Pai, hoje farias 83 anos. 🎂
Faz hoje 3 anos, 1 mês e 13 dias que apanhaste o último comboio para fora deste plano de existência...
E faz agora um ano desde a última vez que te desejei um feliz aniversário.
Um ano em que fizeste muita falta, e em que muitas vezes foi difícil cumprir o que te prometi...
No outro dia alguém me perguntou porque não assinalo o dia em que nos deixaste para ires para junto dos avós e restantes
ancestrais...
A resposta é simples: prefiro celebrar a tua chegada a este mundo do que chorar a tua partida.
E para mim, tu nunca partiste.
Continuas junto de mim, nos conselhos que me davas, nas conversas que tínhamos, nas coisas que me ensinaste, e principalmente nas memórias que guardo.
Não se passa um dia sem me lembrar de algum dos conselhos que me davas.
Seja quando vou a conduzir e, ao voltar para casa, me recordo das tuas palavras quando tirei a carta e fui buscar o primeiro carro que comprei — foste o primeiro pendura — e me disseste: nunca devemos sair da nossa mão a menos que haja perigo para a nossa vida.
Outro dos conselhos que me deste, ainda eu era um miúdo desajeitado que nem sabia o que queria ser, foi sobre brincar com quem não conhecemos: se não aguentarmos que gozem connosco, não devemos gozar com os outros.
E tantas coisas mais que me ensinavas enquanto andava a guardar o gado na serra contigo...

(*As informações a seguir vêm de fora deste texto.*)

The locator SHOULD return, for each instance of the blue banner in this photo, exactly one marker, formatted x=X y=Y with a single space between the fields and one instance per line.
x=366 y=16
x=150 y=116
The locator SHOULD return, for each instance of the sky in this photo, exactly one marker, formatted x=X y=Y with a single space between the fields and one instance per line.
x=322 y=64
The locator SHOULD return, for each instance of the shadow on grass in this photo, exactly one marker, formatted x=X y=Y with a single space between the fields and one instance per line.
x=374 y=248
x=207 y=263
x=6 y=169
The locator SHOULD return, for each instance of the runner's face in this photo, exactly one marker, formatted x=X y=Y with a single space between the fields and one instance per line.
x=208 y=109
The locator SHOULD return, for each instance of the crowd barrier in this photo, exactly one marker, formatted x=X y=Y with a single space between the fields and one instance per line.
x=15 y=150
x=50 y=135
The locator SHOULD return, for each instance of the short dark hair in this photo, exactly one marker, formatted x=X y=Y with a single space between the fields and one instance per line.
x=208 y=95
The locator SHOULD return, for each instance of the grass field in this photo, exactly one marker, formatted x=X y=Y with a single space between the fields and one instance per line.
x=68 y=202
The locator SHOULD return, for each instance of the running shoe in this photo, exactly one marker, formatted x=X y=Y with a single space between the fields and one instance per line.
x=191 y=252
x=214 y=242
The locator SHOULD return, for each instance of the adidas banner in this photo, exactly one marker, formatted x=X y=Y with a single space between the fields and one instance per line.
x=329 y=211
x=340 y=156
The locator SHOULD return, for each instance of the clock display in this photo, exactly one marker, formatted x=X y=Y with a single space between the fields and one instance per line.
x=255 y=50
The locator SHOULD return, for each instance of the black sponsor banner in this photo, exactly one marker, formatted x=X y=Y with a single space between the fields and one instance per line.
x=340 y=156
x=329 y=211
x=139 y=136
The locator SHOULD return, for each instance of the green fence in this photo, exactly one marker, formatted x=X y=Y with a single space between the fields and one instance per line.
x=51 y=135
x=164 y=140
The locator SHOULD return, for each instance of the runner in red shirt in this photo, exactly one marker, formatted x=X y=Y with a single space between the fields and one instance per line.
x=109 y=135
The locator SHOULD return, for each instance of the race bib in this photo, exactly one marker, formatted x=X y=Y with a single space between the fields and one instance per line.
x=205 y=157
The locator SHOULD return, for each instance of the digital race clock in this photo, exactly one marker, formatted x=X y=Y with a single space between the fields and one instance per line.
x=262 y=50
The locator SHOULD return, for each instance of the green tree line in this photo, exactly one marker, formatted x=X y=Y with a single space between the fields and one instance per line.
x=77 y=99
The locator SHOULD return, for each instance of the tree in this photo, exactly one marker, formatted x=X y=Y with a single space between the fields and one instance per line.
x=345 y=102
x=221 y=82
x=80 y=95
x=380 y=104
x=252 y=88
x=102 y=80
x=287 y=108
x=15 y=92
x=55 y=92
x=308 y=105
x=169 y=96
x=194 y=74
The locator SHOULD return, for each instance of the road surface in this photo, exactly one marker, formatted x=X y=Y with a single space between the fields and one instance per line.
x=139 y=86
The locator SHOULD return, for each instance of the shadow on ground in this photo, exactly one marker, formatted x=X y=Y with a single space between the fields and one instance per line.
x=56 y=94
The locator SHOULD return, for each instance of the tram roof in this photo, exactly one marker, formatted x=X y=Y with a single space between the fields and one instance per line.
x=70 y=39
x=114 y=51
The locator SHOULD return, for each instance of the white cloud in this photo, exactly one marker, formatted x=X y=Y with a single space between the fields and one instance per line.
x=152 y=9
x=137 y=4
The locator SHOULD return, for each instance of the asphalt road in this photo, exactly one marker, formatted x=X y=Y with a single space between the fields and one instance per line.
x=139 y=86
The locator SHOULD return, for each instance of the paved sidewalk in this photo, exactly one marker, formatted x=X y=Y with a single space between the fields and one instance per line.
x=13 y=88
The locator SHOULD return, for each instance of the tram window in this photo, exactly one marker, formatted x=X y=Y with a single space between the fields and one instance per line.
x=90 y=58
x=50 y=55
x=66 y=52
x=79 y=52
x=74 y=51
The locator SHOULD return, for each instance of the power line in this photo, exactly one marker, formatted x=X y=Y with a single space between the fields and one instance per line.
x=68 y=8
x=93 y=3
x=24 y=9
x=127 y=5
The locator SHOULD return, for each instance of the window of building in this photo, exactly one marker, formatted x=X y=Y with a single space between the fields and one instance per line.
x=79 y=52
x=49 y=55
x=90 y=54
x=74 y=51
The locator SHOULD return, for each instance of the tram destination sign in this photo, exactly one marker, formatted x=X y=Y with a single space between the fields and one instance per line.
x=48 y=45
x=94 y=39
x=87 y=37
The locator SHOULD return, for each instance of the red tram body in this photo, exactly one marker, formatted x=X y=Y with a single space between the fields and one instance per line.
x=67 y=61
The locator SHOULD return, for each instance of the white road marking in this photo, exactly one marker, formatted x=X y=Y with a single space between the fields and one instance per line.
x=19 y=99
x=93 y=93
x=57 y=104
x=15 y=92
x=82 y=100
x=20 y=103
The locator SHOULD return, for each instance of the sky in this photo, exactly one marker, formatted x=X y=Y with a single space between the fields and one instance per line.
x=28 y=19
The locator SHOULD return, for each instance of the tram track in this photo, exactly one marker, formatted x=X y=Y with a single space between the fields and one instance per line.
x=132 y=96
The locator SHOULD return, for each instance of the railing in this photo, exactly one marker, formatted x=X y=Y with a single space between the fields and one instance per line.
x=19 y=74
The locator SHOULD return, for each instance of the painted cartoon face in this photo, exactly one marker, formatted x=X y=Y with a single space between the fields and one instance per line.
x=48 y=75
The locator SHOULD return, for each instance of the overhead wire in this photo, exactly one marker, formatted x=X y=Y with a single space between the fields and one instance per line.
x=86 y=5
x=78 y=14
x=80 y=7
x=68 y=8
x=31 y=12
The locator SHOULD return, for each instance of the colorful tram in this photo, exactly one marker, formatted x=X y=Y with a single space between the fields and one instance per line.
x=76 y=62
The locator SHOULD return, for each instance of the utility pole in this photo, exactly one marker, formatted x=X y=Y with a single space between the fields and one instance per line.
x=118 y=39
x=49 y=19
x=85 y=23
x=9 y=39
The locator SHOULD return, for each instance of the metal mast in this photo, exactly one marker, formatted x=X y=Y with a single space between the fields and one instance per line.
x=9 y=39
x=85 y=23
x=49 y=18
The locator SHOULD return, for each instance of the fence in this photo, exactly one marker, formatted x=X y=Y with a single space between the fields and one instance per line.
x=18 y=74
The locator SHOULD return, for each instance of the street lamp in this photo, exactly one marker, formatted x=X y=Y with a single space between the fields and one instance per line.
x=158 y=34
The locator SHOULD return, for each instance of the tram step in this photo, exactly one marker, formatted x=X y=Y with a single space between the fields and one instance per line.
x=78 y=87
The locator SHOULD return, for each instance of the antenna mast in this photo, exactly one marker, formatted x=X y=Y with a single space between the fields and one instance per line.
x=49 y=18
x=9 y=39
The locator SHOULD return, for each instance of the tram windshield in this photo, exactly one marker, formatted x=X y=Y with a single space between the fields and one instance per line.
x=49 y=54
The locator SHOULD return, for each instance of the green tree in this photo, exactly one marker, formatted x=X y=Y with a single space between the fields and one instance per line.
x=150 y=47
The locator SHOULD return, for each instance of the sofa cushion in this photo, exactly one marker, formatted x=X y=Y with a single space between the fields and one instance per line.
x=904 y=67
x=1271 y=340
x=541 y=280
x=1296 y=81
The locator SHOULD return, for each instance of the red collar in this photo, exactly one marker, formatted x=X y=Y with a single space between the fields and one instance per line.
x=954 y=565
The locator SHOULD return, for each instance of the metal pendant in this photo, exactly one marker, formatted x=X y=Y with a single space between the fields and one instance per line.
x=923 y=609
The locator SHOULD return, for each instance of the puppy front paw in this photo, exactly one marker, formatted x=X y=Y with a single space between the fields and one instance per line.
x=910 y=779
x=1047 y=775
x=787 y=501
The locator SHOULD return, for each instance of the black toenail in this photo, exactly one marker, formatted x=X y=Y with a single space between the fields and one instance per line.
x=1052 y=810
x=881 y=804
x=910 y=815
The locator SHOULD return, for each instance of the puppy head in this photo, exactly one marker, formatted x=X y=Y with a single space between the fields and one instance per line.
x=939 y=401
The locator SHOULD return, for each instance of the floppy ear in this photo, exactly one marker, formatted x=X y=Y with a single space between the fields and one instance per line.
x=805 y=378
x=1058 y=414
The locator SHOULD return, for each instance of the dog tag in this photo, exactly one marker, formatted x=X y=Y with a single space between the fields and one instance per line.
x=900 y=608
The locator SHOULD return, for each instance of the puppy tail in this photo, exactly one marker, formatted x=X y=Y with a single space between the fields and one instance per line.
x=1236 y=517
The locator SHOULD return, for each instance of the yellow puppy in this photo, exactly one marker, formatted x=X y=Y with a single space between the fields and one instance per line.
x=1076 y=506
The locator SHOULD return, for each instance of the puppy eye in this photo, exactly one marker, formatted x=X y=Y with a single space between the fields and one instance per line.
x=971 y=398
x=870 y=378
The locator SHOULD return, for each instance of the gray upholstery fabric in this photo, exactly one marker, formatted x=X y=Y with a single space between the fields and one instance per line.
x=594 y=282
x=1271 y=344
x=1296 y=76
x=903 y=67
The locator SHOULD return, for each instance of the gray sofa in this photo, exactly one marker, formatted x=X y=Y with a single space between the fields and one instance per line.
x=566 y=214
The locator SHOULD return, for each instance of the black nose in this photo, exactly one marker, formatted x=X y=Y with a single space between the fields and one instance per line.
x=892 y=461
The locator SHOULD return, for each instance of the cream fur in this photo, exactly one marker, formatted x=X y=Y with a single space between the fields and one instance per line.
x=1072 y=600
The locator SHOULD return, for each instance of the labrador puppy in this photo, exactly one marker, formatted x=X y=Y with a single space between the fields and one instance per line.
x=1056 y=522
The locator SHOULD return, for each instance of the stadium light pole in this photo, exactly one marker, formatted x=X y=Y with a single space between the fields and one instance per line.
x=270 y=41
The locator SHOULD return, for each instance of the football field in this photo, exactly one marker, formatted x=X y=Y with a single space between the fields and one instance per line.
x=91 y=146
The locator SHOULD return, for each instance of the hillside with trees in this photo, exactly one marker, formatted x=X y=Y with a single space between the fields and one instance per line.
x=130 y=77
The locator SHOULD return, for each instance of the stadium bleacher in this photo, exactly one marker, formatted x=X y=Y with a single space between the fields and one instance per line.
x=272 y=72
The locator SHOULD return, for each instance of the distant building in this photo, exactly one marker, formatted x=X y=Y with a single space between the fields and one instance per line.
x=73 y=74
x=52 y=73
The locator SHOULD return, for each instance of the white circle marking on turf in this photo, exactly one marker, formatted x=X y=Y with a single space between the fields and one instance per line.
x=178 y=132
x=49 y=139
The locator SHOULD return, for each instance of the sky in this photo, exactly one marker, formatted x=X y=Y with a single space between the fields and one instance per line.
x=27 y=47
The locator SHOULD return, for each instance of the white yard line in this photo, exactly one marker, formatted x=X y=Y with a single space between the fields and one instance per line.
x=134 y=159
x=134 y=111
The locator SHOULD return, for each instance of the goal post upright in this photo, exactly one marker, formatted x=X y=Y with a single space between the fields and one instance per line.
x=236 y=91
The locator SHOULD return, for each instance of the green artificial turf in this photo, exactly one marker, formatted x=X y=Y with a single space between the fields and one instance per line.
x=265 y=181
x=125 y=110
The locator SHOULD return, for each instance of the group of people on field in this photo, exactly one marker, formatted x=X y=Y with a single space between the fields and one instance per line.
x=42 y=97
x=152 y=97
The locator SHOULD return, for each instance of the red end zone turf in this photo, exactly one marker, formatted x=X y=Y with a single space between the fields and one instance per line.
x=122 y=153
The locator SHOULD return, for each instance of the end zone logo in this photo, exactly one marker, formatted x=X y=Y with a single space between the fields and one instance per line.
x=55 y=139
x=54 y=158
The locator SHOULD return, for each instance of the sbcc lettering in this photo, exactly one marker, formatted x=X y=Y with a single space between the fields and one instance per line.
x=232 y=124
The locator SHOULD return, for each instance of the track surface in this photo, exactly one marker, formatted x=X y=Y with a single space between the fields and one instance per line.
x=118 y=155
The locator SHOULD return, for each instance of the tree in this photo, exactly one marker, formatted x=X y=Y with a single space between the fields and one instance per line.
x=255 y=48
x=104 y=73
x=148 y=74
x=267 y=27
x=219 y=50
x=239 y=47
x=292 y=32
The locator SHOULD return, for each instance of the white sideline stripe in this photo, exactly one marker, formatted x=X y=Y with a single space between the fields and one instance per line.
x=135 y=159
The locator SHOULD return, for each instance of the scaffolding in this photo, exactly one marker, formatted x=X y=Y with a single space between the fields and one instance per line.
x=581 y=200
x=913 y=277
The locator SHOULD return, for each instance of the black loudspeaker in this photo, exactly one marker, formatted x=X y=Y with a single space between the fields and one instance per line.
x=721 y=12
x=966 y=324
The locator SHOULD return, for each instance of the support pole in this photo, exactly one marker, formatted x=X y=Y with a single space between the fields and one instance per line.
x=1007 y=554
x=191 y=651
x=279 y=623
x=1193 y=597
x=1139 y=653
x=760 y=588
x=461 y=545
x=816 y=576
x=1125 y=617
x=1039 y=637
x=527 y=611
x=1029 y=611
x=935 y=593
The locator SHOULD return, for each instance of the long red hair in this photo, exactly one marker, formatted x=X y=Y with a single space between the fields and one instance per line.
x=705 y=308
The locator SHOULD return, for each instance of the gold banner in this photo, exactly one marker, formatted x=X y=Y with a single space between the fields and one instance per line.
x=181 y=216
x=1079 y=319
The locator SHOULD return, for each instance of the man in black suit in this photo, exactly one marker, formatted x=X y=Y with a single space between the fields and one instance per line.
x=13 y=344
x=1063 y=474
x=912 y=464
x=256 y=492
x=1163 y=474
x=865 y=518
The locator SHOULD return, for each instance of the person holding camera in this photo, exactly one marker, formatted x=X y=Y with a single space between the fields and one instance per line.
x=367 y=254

Lembro-me de quando te perguntei sobre Deus: Deus está em todo o lado, podemos falar com Ele em qualquer lugar.
Sobre os palavrões: não faz mal dizer um palavrão se for no calor do trabalho, é uma palavra como qualquer outra.
Errado é quando essas e outras palavras são usadas com a intenção de ofender e denegrir alguém.
Sobre o assunto da moda nestes tempos conturbados: existem pessoas boas e pessoas más em todo o lado, não importa de onde venham, se são brancos, pretos, amarelos, vermelhos ou cor-de-rosa.
Não devemos julgar alguém pela aparência mas sim pelas acções; trata-as como queres que elas te tratem e tudo correrá bem.
Sobre a família, tanto tu como os avós sempre me ensinaram que deve vir em primeiro lugar, mas ao qual, em anos mais recentes, acrescentaste: a menos que só nos tragam dores de cabeça.
Nesse caso, para bem da nossa paz de espírito, é melhor que se mantenham afastados.
Não se passa um dia sem sentir a tua falta, mas ajuda quando reparo em algo que me recorda de ti.
Seja quando passo por algum lugar onde tenhamos estado, quando faço algo que me tenhas ensinado ou quando alguma coisa corre bem e só ao chegar a casa me apercebo de que já cá não estás para te contar as novidades...
E é ali, naqueles breves momentos em que me esqueço que já não estás entre nós, nesses meios milissegundos, que o vazio que deixaste desaparece e sou feliz como quando era gaiato.
Feliz aniversário, velhote.🥳 💙🍷✨
Nem imaginas como as saudades apertam em certos dias, como a tua falta continua a ser sentida e os teus conselhos necessários.